Костька напряг коленки, в которых грел, сжимая, руки, сказал, глотая слюну:
— Я бы тоже ни за что не сказал, н-ни за что.
— Я бы сразу как-нибудь убился, чтоб не пытали. — Вовка так коротко и резко шмыгнул носом, что Костька и спрашивать его больше ни о чем не стал.
Как это делалось и до войны, лед у железнодорожного и городского мостов был взорван за несколько дней до начала подвижки. Однако, в отличие от прошлых лет, взрывы прозвучали не очень слышно и не вызвали того волнения и радостного беспокойства, которое всегда пробуждали у ребят, с каждым днем все гуще скапливавшихся у набережных парапетов и оживавших сходах к воде.
Зрелище ледокола вблизи Рабочего Городка было особенно сильным: старый монастырь в свое время прилепился к городу на скалистом выступе крутого берега реки, розово-красные кирпичные стены с ее стороны шли частью по границе слоистых известняковых обрывов. Берег со временем размывался дождевыми ручьями, сбегавшими к реке, осыпались и утаптывались спуски к ней, по которым обитатели соседней округи ходили за водой для стирки.

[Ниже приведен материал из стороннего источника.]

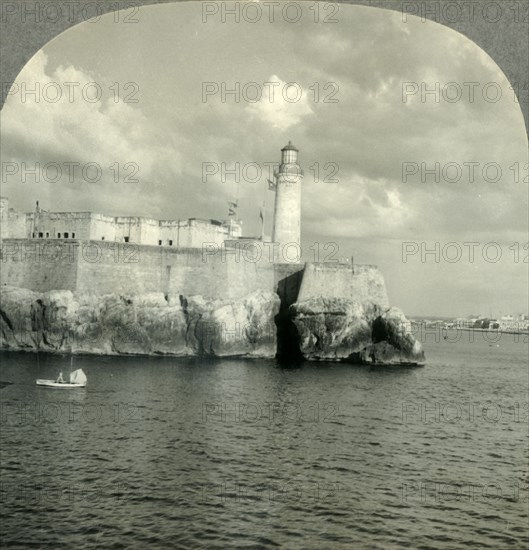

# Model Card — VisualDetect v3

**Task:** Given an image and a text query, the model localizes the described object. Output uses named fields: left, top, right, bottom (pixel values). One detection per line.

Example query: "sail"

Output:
left=70, top=369, right=86, bottom=384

В большие разливы ближние улочки низкого противоположного берега заливала полая вода. С монастырского холма было хорошо видно, как захваченные врасплох жильцы затопленных мест собирались на крышах, втаскивали на них матрасы, подушки, одежду, как они передвигались от дома к дому на низких лодках — и делали все это, как казалось, спокойно, молча. А может быть, просто оттуда не долетали голоса..
Иногда это повторялось два-три года кряду, люди бедствовали на чердаках и крышах, вылавливали из воды плавающие вещи, но спадала вода, подсыхали улицы и огороды, и они — на вид без горя и печали — снова возвращались к своей обычной жизни… Для жителей других районов все это выглядело чудным и непонятным.